Your fiancé cannot see their manipulation and meddling for what it truly is and believes that they are genuinely trying to help! A combination of despair, hurt, frustration and betrayal could erupt! WARNING! WARNING!
How do you deal with meddling in-laws or family members who undermine every decision you make in planning and preparing for the biggest day of your life?
Keep Your Cool
Meddling family members can be annoying and can bring out the worst in anyone! The best advice is to always keep your cool and try hard not to loose it! Tension and fighting can affect you and your partners relationship negatively, thus it is important to set the boundaries from the get go.
Decide what is non-negotiable and what is negotiable?

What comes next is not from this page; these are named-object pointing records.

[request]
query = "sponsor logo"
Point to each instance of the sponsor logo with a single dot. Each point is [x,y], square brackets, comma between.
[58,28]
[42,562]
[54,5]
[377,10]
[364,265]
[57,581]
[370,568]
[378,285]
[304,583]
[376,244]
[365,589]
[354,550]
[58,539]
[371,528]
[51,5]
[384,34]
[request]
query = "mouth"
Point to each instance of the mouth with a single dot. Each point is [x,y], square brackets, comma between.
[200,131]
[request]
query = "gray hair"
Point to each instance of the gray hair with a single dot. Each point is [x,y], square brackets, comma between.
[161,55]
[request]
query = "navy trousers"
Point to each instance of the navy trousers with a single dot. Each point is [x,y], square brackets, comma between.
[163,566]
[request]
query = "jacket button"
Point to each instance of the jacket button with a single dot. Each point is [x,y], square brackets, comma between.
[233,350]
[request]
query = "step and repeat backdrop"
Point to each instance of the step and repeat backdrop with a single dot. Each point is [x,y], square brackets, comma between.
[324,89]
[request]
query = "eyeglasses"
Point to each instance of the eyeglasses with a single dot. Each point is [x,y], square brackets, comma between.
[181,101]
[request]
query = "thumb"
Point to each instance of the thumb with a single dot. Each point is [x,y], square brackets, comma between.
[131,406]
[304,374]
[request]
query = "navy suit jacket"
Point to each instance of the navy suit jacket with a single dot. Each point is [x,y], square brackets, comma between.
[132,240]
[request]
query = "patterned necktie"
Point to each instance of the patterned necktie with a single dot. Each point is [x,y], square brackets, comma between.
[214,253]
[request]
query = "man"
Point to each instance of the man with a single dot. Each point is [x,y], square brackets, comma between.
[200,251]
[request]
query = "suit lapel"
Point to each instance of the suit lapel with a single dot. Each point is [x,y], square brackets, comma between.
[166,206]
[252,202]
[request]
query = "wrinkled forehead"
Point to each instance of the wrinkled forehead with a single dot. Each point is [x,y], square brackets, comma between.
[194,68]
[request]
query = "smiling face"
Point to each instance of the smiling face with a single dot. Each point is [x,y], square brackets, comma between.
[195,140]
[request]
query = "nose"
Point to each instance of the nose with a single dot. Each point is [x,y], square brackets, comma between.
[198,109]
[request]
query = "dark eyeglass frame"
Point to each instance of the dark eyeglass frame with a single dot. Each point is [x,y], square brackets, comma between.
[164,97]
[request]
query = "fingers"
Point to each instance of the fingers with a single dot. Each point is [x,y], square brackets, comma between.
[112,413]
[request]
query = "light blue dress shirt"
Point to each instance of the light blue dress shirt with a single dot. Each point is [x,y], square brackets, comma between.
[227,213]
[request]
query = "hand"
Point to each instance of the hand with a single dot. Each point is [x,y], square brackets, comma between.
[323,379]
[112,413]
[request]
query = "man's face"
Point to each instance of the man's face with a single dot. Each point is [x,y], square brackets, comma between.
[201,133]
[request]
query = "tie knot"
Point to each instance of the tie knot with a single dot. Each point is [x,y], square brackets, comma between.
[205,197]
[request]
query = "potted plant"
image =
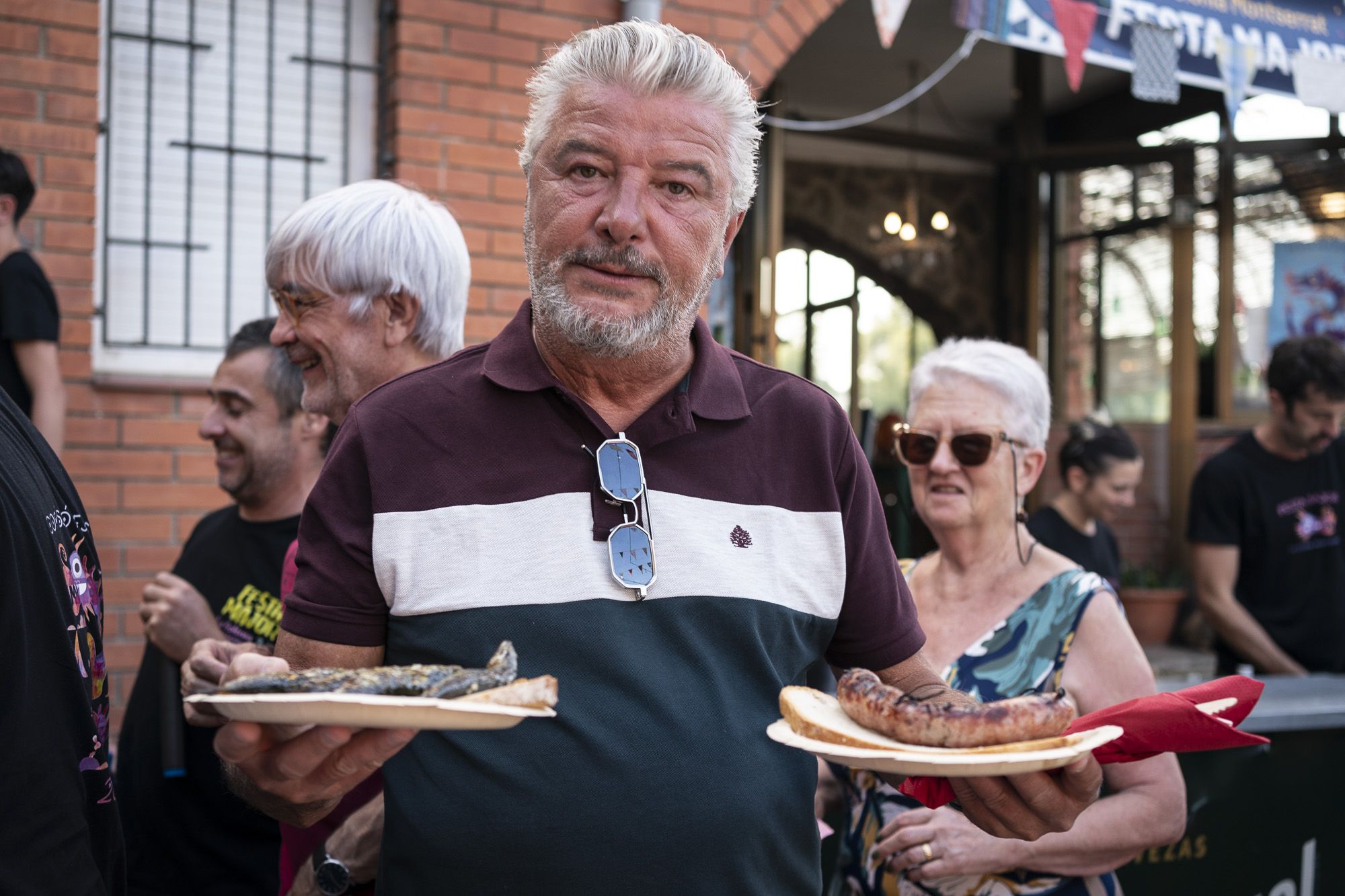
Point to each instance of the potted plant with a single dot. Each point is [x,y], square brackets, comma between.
[1152,599]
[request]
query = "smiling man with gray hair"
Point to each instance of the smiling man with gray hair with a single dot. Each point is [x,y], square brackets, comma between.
[673,530]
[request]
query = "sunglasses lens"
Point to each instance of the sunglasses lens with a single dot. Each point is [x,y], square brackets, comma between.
[619,470]
[973,448]
[918,448]
[633,556]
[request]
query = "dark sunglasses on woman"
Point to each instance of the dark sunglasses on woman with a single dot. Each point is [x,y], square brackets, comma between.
[918,447]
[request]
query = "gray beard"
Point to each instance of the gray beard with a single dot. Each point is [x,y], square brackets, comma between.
[669,322]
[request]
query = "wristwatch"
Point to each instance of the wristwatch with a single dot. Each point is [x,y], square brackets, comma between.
[330,873]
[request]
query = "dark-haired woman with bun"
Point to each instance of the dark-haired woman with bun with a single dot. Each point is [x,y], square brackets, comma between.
[1101,467]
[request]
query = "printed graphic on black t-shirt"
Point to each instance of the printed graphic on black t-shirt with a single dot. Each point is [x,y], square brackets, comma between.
[1284,517]
[1315,521]
[84,580]
[189,833]
[60,827]
[254,614]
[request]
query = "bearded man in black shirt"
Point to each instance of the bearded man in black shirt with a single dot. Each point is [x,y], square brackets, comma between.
[1265,522]
[185,830]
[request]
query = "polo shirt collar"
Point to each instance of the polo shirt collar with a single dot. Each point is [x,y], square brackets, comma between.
[715,391]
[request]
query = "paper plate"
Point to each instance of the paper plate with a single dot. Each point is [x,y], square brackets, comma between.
[369,710]
[1003,759]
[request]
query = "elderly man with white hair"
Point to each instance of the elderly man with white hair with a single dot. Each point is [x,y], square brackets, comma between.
[670,529]
[372,283]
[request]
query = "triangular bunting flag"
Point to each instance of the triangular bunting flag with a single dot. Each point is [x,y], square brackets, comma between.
[888,15]
[1075,21]
[1237,68]
[1320,83]
[1155,54]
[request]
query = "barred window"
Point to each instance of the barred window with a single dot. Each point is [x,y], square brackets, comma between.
[220,119]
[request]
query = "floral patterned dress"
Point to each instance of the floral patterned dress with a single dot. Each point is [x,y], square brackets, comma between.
[1026,651]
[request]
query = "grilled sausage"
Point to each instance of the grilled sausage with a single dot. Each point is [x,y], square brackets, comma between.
[938,723]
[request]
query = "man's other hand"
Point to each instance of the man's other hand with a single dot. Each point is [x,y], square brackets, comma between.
[205,667]
[176,615]
[293,774]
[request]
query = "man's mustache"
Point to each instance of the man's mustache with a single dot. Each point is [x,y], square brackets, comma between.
[626,259]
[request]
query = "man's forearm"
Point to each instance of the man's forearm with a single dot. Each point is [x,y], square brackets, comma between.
[299,815]
[1235,624]
[49,415]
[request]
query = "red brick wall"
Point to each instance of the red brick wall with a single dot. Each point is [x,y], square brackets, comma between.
[141,470]
[455,116]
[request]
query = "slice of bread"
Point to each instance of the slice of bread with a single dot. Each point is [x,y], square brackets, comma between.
[816,715]
[537,693]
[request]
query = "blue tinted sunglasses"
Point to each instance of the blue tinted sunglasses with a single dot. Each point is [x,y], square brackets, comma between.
[621,475]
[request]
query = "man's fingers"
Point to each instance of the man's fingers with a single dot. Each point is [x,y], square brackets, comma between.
[365,754]
[1082,779]
[318,764]
[254,665]
[301,756]
[239,741]
[201,673]
[989,802]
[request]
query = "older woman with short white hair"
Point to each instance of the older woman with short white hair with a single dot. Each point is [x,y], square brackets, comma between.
[1004,615]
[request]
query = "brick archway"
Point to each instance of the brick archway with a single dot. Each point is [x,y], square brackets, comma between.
[457,106]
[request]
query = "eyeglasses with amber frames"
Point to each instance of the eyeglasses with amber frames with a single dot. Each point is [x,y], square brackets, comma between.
[972,448]
[295,304]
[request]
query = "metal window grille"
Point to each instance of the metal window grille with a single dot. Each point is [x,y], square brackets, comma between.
[221,118]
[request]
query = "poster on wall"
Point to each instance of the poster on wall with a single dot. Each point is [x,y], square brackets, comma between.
[1277,32]
[1309,296]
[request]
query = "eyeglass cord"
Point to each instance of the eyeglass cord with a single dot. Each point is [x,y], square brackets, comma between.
[1020,516]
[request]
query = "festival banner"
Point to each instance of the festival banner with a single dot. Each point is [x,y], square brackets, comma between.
[1309,296]
[1277,30]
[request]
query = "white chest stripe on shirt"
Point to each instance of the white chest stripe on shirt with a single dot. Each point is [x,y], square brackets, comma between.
[543,552]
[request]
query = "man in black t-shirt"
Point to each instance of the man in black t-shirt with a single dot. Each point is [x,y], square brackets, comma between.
[60,831]
[186,833]
[30,322]
[1265,522]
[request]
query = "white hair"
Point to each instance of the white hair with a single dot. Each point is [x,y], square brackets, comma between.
[650,60]
[1008,370]
[377,239]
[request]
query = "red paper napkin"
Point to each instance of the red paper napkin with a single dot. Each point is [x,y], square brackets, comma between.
[1159,724]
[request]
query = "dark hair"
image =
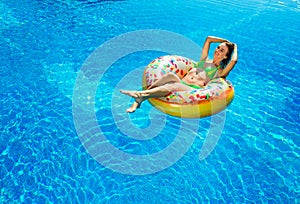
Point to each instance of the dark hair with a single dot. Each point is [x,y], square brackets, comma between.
[230,47]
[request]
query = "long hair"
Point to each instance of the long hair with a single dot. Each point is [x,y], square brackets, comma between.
[230,47]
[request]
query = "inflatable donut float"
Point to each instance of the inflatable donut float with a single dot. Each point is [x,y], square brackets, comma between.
[214,97]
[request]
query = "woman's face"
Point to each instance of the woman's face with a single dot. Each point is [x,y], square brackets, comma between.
[221,51]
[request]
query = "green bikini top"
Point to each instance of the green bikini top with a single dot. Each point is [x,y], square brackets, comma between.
[210,71]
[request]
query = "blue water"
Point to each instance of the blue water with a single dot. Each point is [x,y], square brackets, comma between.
[43,47]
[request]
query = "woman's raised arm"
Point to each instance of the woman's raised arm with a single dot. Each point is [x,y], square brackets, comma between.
[234,58]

Start off by discussing your wedding with your soon to be spouse. Spend some time on deciding what are the things you have always dreamed of for your big day and decide which of these are non-negotiables and which items are open for discussion. Then decide which of the items you are happy to get family input on.
Delegate & Involve
Some of us may be overprotective and don’t necessarily want to trust someone else with what needs to get done, especially for such an important day. However, lets be honest you’re not superwoman and planning a wedding isn’t for sissies, so to get going set some basic ground rules so that there is clarity on what you expect.
Delegate tasks that match to what people are good at. If your mother is a brilliant dress maker, ask her to design and sew your dress. Be willing to compromise but maintain a balance so that you don’t end up pleasing everyone and end up with a result you will not be happy with.
If you are delegating tasks to your extended family and bridal party instead of, for example to an experienced wedding planner, remember to allocate enough time to get everything done and for those cases where a plan B might be needed.
When it’s all said and done make sure you are united in your decisions as this will be your first test of standing together and supporting one another. Be firm and respectful in communicating your needs and wishes and don’t kill the excitement for yourselves or anyone else.